MANNO/UDINE - Data scientist, business analyst, big data architect, digital copywriter, digital advertiser. Superfluo ribadirlo: il futuro professionale è qui. Gira attorno a quell'«Internet of things» che, adesso, è anche scuola. All'università di Udine è stato ufficialmente istituito il primo corso di laurea dedicato, in partenza l'anno accademico che si appresta a cominciare.

Alla Supsi la terza "Summer school" - Quello che alla Supsi per ora è solo un seminario estivo, alla terza edizione dal 4 al 15 settembre prossimi, in Italia è finalmente diventato un insegnamento composito, ripartito su tre anni. In Ticino, bisogna attendere i tempi del master per frequentare lezioni approfondite di qualcosa di parimenti specialistico, capace - si promette - di aprire più facilmente le porte pesanti del mondo del lavoro. All'Usi ci sono l'intelligenza artificiale e i sistemi cyber, per esempio.

Una bella scatola con tanti cassetti - Attenzione, però, a non farvi tentare da semplici parole vuote. Oggi siamo già all'«Internet of everything», mette in guardia Alessandro Trivilini, docente-ricercatore al dipartimento tecnologie informatiche della Supsi, a significare che tutto è già iper-connesso e il nuovo, in un certo senso, è già vecchio. Perché di internet delle cose si parla da tanto, troppo tempo e in questo campo «ciò che è nuovo oggi fra cinque anni sarà già superato». Il rischio, cioè, è che si tratti solo di una bella definizione, un "contenitore" utile a ridare appeal a diploma informatico che in effetti «ha consumato i suoi confini. C'è bisogno di nuova linfa e nuove prospettive».
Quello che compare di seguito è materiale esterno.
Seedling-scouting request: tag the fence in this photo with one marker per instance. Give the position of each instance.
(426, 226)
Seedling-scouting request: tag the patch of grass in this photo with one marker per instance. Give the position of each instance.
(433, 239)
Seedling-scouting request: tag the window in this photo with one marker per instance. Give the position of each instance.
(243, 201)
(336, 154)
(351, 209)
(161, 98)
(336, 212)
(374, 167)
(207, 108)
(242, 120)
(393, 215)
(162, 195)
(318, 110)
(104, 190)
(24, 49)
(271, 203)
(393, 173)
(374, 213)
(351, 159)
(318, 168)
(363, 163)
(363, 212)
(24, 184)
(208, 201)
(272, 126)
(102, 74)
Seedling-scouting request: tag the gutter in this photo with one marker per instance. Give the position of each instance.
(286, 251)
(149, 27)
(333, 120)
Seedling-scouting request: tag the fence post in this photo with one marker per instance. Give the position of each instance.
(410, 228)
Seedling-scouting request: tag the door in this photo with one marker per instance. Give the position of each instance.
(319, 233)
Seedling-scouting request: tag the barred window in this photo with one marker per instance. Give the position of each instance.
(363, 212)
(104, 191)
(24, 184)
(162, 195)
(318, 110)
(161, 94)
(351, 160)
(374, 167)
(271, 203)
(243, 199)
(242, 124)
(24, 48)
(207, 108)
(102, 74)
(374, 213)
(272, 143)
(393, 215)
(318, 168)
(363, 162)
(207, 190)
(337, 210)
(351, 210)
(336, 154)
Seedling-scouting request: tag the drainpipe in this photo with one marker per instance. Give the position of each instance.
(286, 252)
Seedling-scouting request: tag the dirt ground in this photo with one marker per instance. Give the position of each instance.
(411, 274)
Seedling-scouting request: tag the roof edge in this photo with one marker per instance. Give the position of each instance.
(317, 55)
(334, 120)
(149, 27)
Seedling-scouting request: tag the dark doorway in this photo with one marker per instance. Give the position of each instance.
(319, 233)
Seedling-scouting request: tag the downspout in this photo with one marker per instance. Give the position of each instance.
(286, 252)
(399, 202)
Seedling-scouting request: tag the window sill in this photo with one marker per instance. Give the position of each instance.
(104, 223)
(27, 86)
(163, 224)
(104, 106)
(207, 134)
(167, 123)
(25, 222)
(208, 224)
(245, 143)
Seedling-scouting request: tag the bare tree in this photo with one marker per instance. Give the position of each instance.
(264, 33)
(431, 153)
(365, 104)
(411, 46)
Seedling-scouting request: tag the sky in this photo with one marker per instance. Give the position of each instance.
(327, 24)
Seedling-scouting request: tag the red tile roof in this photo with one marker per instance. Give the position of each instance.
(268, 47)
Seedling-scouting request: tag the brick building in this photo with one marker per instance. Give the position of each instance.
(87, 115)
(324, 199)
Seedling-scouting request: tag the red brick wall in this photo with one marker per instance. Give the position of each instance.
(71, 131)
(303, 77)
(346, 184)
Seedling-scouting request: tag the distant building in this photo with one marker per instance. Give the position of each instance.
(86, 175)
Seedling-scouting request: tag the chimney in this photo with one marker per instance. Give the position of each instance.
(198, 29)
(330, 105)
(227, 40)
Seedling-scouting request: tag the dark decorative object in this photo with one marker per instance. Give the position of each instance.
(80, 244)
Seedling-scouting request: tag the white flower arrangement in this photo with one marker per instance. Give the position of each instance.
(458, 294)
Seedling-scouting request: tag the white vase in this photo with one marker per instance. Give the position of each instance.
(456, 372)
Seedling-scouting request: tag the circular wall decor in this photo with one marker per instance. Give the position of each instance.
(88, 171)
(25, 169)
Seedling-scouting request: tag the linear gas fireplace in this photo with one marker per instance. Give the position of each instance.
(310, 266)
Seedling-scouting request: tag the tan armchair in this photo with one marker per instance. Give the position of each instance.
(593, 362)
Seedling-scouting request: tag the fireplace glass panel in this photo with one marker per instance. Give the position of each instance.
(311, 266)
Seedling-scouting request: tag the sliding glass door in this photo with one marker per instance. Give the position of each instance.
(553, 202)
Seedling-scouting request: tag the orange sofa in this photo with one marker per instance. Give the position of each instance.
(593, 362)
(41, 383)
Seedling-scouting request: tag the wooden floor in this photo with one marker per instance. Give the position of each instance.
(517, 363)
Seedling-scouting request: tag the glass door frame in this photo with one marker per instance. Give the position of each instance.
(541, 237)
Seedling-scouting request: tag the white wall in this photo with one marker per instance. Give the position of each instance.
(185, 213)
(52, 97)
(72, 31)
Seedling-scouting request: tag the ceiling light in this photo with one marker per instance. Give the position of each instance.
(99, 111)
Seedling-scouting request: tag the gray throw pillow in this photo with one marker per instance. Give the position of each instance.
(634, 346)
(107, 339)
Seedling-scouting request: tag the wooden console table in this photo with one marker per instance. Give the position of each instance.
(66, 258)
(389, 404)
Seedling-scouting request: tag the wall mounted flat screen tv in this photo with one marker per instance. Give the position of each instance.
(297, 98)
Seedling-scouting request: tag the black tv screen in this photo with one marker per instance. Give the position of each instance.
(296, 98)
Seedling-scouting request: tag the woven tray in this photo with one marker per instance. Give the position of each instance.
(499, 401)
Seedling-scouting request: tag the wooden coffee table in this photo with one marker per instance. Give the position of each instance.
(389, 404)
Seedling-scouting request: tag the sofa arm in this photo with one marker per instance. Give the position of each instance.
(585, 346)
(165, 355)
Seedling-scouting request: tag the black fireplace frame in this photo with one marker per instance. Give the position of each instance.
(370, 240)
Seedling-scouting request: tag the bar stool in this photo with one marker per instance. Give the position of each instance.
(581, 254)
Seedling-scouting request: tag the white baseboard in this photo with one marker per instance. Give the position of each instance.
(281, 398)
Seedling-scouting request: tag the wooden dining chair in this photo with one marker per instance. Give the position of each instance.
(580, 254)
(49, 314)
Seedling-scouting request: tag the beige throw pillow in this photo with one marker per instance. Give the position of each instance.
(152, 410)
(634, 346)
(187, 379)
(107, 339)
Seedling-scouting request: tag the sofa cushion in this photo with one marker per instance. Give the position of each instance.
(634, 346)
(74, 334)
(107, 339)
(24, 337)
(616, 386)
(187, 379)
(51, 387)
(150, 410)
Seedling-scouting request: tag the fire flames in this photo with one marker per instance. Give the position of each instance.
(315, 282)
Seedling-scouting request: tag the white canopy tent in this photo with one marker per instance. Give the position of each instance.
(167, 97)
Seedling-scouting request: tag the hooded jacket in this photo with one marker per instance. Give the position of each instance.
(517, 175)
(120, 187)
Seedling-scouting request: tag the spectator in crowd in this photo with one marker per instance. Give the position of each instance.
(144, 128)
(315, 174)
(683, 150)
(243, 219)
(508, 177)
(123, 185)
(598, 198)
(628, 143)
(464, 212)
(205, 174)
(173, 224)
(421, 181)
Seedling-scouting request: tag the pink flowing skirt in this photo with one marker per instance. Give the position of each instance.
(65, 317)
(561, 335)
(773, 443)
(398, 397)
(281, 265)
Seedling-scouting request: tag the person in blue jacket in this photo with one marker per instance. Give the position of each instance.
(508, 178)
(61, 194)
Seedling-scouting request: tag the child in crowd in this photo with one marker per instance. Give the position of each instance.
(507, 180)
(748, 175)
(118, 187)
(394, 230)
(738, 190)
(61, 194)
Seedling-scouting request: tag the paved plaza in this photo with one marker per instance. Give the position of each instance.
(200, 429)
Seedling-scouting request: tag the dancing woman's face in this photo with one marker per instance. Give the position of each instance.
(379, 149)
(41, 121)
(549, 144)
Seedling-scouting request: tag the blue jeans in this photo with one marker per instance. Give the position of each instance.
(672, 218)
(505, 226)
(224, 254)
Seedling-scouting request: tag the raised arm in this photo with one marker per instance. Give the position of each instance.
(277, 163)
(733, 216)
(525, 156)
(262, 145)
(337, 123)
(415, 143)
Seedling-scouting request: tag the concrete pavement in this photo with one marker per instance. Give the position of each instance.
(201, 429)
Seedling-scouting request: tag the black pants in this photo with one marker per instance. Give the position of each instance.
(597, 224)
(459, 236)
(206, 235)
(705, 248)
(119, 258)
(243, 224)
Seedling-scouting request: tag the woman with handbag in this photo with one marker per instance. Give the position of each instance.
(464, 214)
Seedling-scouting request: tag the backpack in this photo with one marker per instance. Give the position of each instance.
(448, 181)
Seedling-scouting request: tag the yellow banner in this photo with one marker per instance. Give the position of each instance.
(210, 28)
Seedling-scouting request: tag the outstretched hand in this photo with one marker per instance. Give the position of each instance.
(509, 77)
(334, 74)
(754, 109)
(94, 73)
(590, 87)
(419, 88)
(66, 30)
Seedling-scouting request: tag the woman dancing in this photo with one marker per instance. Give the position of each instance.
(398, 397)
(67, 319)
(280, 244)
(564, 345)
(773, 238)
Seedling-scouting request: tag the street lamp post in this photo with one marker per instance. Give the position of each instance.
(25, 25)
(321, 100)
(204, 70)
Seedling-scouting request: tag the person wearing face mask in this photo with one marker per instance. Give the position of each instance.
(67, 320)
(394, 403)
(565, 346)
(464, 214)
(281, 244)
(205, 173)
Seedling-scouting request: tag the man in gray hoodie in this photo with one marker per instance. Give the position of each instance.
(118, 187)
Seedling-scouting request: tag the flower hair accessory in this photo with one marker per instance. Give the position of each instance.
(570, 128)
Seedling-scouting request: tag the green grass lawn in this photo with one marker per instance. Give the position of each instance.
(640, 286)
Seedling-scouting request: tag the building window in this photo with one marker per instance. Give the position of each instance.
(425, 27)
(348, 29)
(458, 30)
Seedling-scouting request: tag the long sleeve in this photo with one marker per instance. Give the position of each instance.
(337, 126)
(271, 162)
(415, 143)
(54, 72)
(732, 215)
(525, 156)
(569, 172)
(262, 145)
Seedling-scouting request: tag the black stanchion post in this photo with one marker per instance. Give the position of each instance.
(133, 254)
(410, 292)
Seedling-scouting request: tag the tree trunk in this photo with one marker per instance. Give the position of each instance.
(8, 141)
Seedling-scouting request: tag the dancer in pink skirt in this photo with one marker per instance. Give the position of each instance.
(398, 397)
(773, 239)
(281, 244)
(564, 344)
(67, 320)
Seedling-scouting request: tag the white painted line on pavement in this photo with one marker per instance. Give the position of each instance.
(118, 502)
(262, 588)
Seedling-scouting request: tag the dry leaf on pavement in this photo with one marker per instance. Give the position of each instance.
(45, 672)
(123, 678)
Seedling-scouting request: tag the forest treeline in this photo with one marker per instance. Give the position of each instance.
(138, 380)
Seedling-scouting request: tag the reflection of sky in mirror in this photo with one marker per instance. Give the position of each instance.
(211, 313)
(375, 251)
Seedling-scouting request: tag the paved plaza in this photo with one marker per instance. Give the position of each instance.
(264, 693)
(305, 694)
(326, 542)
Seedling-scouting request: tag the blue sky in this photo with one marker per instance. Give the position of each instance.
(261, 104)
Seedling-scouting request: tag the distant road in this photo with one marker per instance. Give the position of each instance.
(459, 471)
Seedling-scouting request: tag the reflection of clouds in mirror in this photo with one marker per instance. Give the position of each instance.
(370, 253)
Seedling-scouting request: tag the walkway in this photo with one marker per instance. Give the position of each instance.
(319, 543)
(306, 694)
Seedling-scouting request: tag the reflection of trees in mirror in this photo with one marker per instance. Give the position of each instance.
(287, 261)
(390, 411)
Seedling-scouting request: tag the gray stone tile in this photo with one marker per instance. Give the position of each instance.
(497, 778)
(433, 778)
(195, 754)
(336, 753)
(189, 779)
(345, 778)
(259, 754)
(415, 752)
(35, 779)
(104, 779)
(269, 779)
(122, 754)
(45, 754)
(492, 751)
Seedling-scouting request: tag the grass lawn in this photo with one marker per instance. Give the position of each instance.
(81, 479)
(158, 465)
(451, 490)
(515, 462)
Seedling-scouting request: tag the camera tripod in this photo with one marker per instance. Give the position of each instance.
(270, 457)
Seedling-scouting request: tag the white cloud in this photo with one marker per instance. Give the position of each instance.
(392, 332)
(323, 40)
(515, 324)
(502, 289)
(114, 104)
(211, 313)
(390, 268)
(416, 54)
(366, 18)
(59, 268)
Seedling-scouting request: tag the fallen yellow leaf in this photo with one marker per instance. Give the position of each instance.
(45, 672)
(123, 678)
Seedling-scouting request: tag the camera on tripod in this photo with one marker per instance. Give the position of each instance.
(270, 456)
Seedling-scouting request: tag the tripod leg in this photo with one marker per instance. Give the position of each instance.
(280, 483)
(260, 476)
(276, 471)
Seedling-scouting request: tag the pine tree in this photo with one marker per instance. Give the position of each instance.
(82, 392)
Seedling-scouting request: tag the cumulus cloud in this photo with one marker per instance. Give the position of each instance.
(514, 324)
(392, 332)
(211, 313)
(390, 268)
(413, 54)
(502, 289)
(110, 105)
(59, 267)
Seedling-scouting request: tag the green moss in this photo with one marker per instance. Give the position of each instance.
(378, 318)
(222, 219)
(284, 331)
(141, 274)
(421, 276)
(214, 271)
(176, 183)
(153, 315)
L'esempio di Friborgo - Rinominare il passato, dunque, non basta. «L'Internet of things è solo una scatola con tanti cassetti: c'è da capire quali si vogliono aprire. Serve un nuovo paradigma, non solo un nome con il quale magari mascherare ed emancipare informazioni generiche; sono necessari approcci didattici, culturali e metodologici freschi, dove la cosa, l'oggetto, sia al centro e tutte attorno ruotino le competenze, che da verticali diventano così trasversali». Per stare al passo con l'epoca e la velocità del cambiamento evolutivo, da studiare «non c'è più il dato fine a se stesso. In un'ottica interdisciplinare, qualcosa in questo senso è stato fatto anche all'università di Friborgo».